(Eric Odom/Liberty.com) – Are we missing the bigger point on earmarks?
In short…. absolutely.
We’ve watched, with great interest, a bloody battle unfold on the hill as veteran incumbent Republicans duke it out with Freshmen Representatives over the potential ban of earmarks to curb spending.
On the one hand, you have a part of the movement suggesting Congress has the authority over spending and therefor should not be bound from providing essential funding when necessary.
On the other hand, most of the movement agrees earmarks should be banned as a whole.
We at Americans for New Leadership and Liberty.com agree that earmarks should be banned. There are far too many special interests involved in the process, and earmarks are used to trade votes in the House of Representatives.
Essentially, our tax dollars are used as bargaining chips and special interests end up with the money while taxpayers foot the bill.

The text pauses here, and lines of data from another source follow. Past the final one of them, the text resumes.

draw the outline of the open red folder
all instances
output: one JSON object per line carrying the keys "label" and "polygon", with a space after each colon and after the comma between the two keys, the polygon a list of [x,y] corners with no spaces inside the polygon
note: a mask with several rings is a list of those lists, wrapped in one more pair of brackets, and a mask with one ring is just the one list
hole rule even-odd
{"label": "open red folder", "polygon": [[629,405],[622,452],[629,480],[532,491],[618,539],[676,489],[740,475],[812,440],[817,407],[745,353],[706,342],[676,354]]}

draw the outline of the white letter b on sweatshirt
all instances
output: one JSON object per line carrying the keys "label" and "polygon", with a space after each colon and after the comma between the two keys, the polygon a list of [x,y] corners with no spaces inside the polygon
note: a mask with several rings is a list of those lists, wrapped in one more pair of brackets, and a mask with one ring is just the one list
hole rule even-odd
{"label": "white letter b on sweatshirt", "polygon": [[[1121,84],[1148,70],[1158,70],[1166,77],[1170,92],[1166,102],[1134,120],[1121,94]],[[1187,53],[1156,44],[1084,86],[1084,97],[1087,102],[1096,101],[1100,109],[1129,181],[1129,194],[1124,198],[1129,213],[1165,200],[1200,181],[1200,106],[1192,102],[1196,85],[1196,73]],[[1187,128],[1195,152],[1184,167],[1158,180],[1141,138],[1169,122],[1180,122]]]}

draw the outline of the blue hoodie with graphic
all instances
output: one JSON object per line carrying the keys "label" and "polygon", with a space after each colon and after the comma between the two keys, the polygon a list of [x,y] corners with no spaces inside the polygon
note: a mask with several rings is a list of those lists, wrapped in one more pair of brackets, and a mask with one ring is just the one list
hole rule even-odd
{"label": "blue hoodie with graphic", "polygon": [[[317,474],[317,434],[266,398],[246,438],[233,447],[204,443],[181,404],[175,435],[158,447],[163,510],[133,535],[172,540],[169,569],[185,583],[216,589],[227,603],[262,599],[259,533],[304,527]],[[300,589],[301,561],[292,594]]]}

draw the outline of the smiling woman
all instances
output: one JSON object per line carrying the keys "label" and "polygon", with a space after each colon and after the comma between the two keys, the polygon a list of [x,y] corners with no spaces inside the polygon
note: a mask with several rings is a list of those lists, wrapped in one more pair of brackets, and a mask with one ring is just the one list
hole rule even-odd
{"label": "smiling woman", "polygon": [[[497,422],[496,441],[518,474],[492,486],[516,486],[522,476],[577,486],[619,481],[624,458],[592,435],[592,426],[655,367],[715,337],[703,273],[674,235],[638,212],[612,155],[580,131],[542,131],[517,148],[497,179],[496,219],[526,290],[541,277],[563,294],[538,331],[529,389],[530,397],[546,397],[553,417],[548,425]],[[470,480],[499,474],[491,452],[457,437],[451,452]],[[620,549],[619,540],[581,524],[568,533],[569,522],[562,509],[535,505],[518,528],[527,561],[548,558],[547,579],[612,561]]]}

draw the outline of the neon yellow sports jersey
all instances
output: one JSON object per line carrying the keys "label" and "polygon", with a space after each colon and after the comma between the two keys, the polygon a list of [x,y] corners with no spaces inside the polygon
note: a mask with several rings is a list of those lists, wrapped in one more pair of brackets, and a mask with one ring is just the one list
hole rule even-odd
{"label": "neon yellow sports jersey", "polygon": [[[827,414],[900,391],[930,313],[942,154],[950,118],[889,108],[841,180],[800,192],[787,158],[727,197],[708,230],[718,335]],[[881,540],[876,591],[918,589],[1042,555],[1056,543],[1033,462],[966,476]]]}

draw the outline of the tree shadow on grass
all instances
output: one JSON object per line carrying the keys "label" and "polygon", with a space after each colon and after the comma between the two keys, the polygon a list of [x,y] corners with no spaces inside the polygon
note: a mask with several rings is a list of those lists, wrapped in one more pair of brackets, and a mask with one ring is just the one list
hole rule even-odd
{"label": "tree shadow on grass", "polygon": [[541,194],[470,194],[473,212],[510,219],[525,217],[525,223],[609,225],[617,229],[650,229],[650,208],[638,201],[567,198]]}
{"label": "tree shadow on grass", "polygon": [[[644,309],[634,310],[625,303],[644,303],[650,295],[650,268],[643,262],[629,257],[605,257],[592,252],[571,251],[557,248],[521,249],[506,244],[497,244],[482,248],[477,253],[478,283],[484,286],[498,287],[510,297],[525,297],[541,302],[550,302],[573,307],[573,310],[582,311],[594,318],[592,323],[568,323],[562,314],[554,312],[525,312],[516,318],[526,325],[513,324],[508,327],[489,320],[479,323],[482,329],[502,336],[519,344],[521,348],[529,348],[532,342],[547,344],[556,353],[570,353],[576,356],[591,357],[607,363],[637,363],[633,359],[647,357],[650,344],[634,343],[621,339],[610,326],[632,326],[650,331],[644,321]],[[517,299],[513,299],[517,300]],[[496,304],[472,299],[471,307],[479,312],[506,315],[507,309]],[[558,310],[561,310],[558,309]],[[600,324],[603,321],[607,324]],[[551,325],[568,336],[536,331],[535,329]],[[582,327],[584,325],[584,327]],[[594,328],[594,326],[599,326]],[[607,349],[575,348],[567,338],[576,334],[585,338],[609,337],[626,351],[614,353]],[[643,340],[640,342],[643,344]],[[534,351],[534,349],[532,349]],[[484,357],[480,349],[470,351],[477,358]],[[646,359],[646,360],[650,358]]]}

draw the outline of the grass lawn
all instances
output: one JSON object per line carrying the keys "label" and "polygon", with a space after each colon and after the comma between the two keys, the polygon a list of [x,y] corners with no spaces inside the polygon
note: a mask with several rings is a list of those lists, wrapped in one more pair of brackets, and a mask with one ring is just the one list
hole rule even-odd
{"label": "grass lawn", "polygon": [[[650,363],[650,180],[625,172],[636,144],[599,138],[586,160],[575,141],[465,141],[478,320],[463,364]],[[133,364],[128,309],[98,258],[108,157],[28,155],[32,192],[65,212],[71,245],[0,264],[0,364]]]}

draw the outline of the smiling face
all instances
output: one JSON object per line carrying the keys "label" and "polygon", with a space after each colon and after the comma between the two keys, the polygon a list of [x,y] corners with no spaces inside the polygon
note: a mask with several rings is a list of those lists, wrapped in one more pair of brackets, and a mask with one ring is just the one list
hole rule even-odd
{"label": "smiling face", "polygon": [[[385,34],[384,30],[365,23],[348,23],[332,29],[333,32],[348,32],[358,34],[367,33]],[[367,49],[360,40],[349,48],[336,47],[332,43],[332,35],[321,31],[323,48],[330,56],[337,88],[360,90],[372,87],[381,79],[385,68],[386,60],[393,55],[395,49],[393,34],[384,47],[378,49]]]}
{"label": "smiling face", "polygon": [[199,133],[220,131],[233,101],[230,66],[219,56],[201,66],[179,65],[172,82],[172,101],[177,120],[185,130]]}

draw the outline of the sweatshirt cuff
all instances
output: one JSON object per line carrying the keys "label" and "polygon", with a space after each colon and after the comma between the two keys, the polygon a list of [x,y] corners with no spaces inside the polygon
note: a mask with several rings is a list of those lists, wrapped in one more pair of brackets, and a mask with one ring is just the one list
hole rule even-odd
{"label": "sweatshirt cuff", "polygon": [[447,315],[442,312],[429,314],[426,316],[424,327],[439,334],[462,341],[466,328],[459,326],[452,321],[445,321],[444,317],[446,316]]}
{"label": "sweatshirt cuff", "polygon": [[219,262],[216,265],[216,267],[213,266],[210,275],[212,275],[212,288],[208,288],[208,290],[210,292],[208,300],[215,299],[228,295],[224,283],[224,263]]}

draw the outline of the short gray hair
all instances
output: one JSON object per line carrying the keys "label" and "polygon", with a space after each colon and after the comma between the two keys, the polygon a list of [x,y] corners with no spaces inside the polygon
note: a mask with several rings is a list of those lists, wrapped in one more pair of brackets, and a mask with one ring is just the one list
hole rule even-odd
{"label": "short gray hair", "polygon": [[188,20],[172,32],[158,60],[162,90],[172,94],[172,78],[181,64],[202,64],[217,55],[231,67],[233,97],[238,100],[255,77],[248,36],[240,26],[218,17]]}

Bit this misses the more important narrative that very few seem to be talking about. By choosing a side in the earmark debate and leaving it at that, we’ve accepted the premise that the money should be spent, just not through the earmark process.
This is not correct, in our view.
As Dave Poff points out at Liberty.com, the federal government should never have this money to begin with.
Supporters of earmarks will argue that they’re needed to provide for education, military, law enforcement, etc. We argue that A) The states should have the funds to pay for essential needs, and B) Any military funding should be paid for through a spending bill of its own.
Another reason a simple ban on earmarks is not very useful is that Congress will find another way to spend the money.
This is why the fed should not be trusted with the money to begin with!
So in your weekend discussions, tweets and blog posts, please try and shift the argument in a different direction. Banning earmarks is a great point to make and we shouldn’t stop the fight, but we have to look deeper to find a more permanent fix.